Action on dog attacks needed

Action on dog attacks needed

The horrific attack on an elderly dog in Gungahlin is another reminder that the territory has a serious problem with pet ownership and the laws that exist around dangerous dogs.

What will it take before both lawmakers and pet owners take appropriate action to stop the disturbingly regular occurrences of dogs attacking people and other canines?


There might not be an easy solution to be found but it's an issue that we as a territory need to tackle.

Pet owners need to take responsibility for registering their dogs, their dogs' behaviour and knowing where they are at all times.


But the ACT government also needs to ensure that appropriate legislation is in place and that deterrents are strong enough to force a change of behaviour.

The harrowing story the Toscans have shared about the attack on their dog is certainly confronting and was upsetting to all who witnessed it. But imagine if instead of a dog the victim was a young child?

That is why this is not an issue to be taken lightly and the opposition is taking the right step in pushing for action in the ACT Legislative Assembly.

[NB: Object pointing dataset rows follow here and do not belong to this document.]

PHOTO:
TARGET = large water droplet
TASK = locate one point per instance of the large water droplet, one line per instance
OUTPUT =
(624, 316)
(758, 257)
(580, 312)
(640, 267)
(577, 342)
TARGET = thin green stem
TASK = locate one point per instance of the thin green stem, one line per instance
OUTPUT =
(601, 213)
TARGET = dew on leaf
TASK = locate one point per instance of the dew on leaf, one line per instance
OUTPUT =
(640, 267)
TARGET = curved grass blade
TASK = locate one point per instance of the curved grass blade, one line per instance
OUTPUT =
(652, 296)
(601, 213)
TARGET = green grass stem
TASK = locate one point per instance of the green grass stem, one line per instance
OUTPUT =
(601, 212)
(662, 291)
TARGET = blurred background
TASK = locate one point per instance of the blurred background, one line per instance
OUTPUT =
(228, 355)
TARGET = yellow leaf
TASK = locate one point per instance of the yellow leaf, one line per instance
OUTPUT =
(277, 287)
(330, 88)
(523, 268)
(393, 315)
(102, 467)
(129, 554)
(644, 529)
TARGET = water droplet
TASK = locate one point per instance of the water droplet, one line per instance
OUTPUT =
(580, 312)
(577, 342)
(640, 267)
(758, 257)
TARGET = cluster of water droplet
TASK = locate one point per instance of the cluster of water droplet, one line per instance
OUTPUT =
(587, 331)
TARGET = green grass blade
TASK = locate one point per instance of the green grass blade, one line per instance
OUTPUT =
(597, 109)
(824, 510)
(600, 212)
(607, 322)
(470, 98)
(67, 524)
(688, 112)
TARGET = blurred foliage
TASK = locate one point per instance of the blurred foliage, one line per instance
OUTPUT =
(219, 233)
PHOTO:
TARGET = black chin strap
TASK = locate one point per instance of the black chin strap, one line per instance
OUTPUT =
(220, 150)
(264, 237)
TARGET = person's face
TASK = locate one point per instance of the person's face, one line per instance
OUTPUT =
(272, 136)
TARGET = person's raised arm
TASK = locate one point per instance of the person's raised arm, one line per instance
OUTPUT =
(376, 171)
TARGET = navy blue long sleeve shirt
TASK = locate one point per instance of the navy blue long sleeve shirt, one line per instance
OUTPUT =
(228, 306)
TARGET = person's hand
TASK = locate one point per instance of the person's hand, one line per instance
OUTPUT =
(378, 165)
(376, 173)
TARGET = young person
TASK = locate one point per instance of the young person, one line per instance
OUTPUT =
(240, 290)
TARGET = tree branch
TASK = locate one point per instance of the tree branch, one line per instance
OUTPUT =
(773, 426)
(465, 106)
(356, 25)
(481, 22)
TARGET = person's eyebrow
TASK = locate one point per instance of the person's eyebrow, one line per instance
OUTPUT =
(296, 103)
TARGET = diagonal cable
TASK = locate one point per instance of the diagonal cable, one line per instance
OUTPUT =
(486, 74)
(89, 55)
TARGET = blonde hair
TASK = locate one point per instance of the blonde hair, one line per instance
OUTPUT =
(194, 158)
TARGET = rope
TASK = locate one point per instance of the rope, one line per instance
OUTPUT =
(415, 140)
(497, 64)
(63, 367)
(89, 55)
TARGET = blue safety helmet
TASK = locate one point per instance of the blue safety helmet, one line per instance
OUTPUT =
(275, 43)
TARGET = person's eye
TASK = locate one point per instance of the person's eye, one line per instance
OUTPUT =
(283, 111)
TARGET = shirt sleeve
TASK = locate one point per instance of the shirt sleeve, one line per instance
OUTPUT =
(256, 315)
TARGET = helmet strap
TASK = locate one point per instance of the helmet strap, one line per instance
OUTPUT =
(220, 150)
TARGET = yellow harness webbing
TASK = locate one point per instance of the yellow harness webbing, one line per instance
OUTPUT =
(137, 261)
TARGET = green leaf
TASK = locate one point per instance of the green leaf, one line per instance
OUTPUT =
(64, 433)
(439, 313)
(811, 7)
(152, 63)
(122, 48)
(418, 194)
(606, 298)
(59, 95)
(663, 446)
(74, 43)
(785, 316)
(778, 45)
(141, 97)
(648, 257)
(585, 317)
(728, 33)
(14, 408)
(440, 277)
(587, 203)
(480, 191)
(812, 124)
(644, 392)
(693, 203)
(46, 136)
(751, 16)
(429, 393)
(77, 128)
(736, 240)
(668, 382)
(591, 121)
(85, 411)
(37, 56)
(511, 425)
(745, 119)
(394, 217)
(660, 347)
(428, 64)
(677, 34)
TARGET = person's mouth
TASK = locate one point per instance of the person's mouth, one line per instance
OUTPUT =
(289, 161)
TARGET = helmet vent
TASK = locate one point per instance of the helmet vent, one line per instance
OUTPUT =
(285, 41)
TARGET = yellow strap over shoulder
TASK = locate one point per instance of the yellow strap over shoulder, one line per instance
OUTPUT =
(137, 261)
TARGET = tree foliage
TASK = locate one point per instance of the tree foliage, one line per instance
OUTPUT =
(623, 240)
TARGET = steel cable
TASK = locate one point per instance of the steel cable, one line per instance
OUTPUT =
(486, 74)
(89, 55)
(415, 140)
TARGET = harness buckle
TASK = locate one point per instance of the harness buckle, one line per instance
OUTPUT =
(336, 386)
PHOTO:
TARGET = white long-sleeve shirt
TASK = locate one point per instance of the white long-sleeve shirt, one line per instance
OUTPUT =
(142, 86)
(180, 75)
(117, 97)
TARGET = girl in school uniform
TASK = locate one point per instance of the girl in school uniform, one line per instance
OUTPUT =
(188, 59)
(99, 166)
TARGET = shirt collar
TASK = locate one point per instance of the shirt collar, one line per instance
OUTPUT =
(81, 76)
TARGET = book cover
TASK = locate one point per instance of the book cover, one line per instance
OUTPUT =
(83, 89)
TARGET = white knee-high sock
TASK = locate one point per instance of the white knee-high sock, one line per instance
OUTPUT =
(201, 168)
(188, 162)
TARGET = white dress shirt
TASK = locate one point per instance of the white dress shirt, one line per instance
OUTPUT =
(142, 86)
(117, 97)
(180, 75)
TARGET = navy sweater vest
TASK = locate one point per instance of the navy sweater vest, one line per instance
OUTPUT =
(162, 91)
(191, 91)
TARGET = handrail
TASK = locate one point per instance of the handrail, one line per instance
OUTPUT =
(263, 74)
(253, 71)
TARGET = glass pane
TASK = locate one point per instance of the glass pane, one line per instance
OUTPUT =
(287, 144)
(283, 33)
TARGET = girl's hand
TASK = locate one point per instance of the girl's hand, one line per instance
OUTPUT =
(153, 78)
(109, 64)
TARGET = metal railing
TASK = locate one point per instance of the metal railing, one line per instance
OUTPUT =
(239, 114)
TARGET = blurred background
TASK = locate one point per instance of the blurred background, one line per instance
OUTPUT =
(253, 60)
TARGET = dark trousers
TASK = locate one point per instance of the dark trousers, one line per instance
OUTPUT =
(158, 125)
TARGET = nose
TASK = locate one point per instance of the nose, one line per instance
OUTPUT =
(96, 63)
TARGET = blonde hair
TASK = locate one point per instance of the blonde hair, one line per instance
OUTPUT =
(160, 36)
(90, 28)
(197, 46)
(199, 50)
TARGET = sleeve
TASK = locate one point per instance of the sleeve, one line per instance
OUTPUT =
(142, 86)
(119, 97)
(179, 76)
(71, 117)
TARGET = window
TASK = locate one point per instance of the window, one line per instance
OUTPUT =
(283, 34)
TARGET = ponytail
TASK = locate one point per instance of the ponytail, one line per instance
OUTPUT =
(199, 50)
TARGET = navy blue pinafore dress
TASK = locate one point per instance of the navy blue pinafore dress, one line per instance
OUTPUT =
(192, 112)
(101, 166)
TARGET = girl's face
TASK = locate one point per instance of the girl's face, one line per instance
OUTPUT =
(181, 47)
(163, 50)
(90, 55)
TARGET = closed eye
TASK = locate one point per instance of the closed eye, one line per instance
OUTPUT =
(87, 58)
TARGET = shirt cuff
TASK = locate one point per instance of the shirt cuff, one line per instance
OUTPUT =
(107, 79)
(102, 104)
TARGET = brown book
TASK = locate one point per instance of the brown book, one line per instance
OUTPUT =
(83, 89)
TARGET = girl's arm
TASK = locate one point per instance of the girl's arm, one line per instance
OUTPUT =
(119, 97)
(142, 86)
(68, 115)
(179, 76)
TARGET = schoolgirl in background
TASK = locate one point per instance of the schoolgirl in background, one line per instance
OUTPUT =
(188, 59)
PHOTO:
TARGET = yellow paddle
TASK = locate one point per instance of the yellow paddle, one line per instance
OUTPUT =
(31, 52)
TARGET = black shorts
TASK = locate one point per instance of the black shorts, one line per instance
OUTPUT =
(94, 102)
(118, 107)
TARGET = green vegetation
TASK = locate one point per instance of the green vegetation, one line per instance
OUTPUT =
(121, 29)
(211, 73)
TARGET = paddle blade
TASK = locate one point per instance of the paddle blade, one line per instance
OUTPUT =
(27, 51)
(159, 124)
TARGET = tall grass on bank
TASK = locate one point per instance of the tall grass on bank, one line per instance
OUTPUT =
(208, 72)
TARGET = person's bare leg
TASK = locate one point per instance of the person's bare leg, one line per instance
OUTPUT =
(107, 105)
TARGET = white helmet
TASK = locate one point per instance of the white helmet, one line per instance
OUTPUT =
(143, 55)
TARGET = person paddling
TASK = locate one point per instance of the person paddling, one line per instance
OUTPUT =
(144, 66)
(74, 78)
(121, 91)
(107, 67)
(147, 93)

Laws are not the silver bullet but they are part of what could be the solution for the city.

Transport Canberra and City Services statistics show there are about 120,000 registered and unregistered dogs in Canberra.

The department has investigated 360 attacks in the past year and has seized 124 dogs.

Local authorities conducted 245 dog attack investigations in 2014-15 and of these 153 attacks left people in need of hospital treatment. Yet only 43 infringement notices were issued to dog owners.

Transport Canberra and City Services has implemented a working group, including members of the community who have been affected by a dog attack incident, and new operational procedures are being drafted to improve how Domestic Animal Services responds to and manages dog attacks.

This is commendable. But the community is likely to be as astounded as the Toscans that the three dogs responsible for the death of their pet were returned to their owners and not deemed dangerous.